To compare the results of such cloud point reconstruction, the effects of scanning a machine part using a simple peak detection algorithm with no subpixel accuracy, an image generated using the COG approach and the algorithm developed by AQSENSE were compared. While simple peak detection results in aliasing effects, the effects of a COG approach show some improvement and that of the AQSENSE method results in the most accurate model (see Fig. 3).
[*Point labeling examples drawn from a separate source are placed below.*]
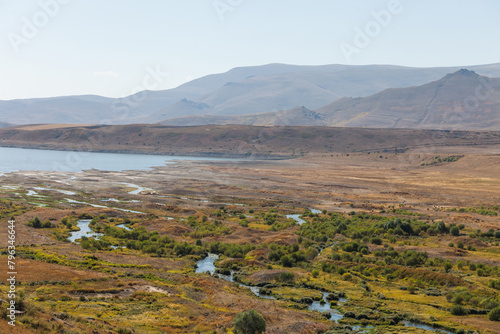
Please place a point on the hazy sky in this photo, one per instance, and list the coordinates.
(109, 47)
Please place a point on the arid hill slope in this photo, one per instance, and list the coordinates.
(236, 140)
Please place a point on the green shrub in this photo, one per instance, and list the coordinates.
(458, 310)
(494, 314)
(249, 322)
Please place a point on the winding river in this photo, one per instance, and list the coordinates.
(208, 265)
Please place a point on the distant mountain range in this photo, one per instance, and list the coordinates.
(336, 95)
(461, 100)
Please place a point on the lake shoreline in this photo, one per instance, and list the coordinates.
(215, 155)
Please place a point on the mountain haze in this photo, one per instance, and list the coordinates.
(240, 91)
(461, 100)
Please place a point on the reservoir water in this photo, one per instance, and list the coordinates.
(19, 159)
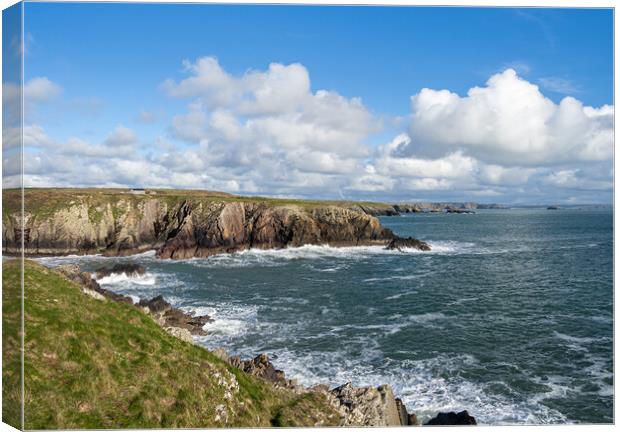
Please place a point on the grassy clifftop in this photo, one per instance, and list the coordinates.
(100, 364)
(45, 201)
To promote the use of the technology, AQSENSE also announced that the algorithm can now be ordered as an option for Photonfocus’ latest 1024 × 1024 CMOS Camera Link camera that incorporates a Xilinx-based FPGA.
In addition, the company will soon roll out its Shape Processor software, a C++ application programming interface that allows dense 3-D clouds of points generated by any 3-D acquisition means to be aligned and compared. Based on a best-fit approach, the alignment software procedure includes source code examples, binary GUIs, and sample 3-D point clouds.
Using this software, 3-D models of scanned images can be compared with known good models. To compare both surfaces, it is necessary that they are accurately aligned, so then the comparison is done as a subtraction of both surfaces. However, in the production line it is very difficult to ensure that all objects are scanned in the same position and orientation. Usually, very expensive and complex mechanisms are used to fix the position of the object to the desired accuracy.
On the other hand, a mathematical alignment can be performed to compute the misalignment, in six degrees of freedom, between both surfaces. In general, mathematic alignment of 3-D clouds of points is complex and slow, so, not applicable on a production line.
AQSENSE accelerates this alignment to fit the production line requirements. Based on an improvement of the best-fit algorithm, the alignment is performed in few milliseconds, depending on the initial misalignment between both surfaces. After that, a disparity map is generated by subtracting both aligned surfaces. The required time for this operation is linear with the number of points, that is, subtracting two surfaces of 1 million points each in a Pentium IV Core Duo 2 1.8 GHz takes 200 ms.
The software automatically detects the number of CPU cores to decrease the computation time by using all the machine’s computation power. In the case of important defects on the scan (broken/missing parts or big discrepancy with respect to the model), alignment accuracy is not affected, as long as the overlapping areas sum at least 50% of the object.
If proper 3-D calibration of the acquisition system is available, accurate 3-D measurements can be performed. However, surface inspection can be undertaken without acquisition calibration, highlighting object’s defects.
AQSENSE also demonstrated this technology using a C3-1280 3-D camera from Automation Technology. The setup for this demonstration included a structured laser light from StockerYale, as well as a linear motorized stage from Bosch Rexroth (see Fig. 4).
“As can be seen,” says Forest, “the parts are misaligned and must be properly registered for the operator to discern any difference between them.” To do this, Shape Processor software is used to generate a disparity map between the two. In this manner the differences between the two parts become apparent. “By performing this analysis (alignment + surface differences) in less than 300 ms,” says Forest, “inspection automation systems can more quickly pick out parts that may be defective.”